Mas não só. Sempre que o Prelado Diocesano estava impedido de ir a qualquer Paróquia delegava em D. Arquimínio as respectivas funções, que ele jamais recusava. E foi assim que foi o Bispo Sagrante da Matriz da Santíssima Trindade das Lajes e, em várias paróquias, ministrou o Sacramento do Crisma. Mas uma particularidade há a registar: a sua presença nas festas principais das paróquias picoenses, onde presidia às Concelebrações e, várias vezes, tinha a missão da Proclamação da Palavra. Entretanto, um dia recolheu-se a casa. A doença atingiu-o dolorosamente e manteve-o no leite alguns anos, sofrendo sem nunca o revelar. Era um santo, na prática e no exemplo de fé que nos legou.
         Dom Arquimínio, além das elevadas Funções Prelatícias, era um intelectual, orador, escritor e poeta.

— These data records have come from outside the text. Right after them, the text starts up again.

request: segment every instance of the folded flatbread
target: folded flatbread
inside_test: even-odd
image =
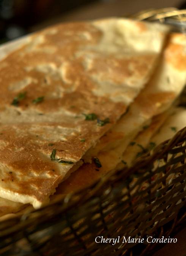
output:
[[[6,58],[3,47],[0,196],[46,202],[144,87],[169,30],[109,19],[47,29]]]
[[[154,115],[170,107],[184,88],[186,82],[186,35],[177,34],[170,35],[161,63],[151,79],[131,104],[128,113],[101,138],[93,150],[98,150],[97,155],[95,155],[102,167],[98,168],[96,163],[84,164],[60,184],[57,193],[67,194],[88,186],[118,168],[122,160],[120,168],[121,165],[124,166],[127,163],[125,153],[124,157],[122,155],[130,142],[139,131],[147,128],[147,123]],[[161,116],[154,129],[162,123],[166,115],[165,113]],[[139,149],[138,147],[137,153]]]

Não publicou livros mas o que nos deixou e a Imprensa arquivou revela, na realidade, a Sua invulgar inteligência e cultura.
         A quase totalidade do que escreveu – pastorais e outros escritos – foi recolhida, felizmente, pelo Pe. Tomás Bettencourt, no volume “Textos de D. Arquimínio Rodrigues da Costa. Bispo de Macau” devendo salientar-se um notável trabalho, arquivado no mesmo volume e que havia sido publicado no jornal “O Dever”: - “Questões Actuais -75 perguntas e 75 respostas” que principia por  “A religião diminui nas pessoas a capacidade de lutar pelos seus direitos?”
Ao Cardeal Dom José da Costa Nunes, seu antigo Bispo, dedicou alguns sonetos. Só este a revelar o estro poético do já saudoso Dom Arquimínio:
     Pérola do Oriente! Doce estância! / Como passaram céleres os dias/
     Em que a meus olhos, meiga, tu sorrias / Revestida de luz e fulgurância
    
   Parti... Mas a beleza que irradias, / Venceu dos horizontes a distância:
     Seguiu-me tua mágica fragância / E, ao longe, tu presente em mim vivias

E agora, que de novo te contemplo, / A meus olhos refulges como um templo/
Onde, ajoelhada, reza e canta a História...

Transponho teus umbrais e fico ouvindo/ O passado ao presente repetindo /
O hino triunfal da tua glória...
      (Macau, Dezembro de 1964) (1)

       Com o desaparecimento de Dom Arquimínio Rodrigues da Costa, aos noventa e dois anos – sessenta e seis de sacerdócio, e destes quarenta como Bispo – a Igreja sofre um rude golpe e a sua terra natal fica mais empobrecida de valores.
         Nestas singelas palavras, escritas com muito respeito e admiração indizível, presto humilde homenagem a um dos grandes Senhores da Igreja e da Pátria Portuguesa.

21 de Setº  de 2016
Ermelindo Ávila.
__________

1) Textos de D. Arquimínio Rodrigues da Costa , 1999, Coordenação de Pe. Tomás Bettencourt Cardoso, pág. 464.